りゅうさんはすました顔で、直ちゃんにもごはんの入ったお茶碗を渡す。

「それは言わんでええやろ。」と言う直ちゃんの前にあるお茶碗は、
青い格子模様のもので、わたしの前にあるものとおそろいのデザインだ。

わたしのはくすんだピンクで、やや小ぶりである。
明らかに女性用のものだ。

そして、そのデザインの意味するところが、にぶいわたしにでもわかった。

三浦くん、すごい遊んでるって。
今日聞いた言葉がよみがえる。

遊びの相手なの?ううん。そんなわけはない。
そうだったらこんな顔をするわけがない。

直ちゃんはぐっと唇をかんで下を向いて、泣きそうな顔になっている。

「彼女の?」と聞くと、直ちゃんは目を伏せて、小さい声で、「うん。」と言って、
それから、「おれはそのつもり。
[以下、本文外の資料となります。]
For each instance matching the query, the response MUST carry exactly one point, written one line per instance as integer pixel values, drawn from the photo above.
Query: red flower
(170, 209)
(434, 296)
」と付け加えた。

「じゃあ、わたしが使うの、悪いわ。」と、
明るく言ったつもりだったが、ちゃんとそう聞こえたかは自信がない。

むしろ、使いたくない、って気持ちが伝わったんだろう。

「ほんならこっち使い。」とりゅうさんが自分用らしい、
猫の模様の大きなお茶碗と交換してくれた。

「あ、でも。」

いやじゃないかな。自分の彼女のを他の男の人が使うの。

そう思ったのを、見透かしたようにりゅうさんが言った。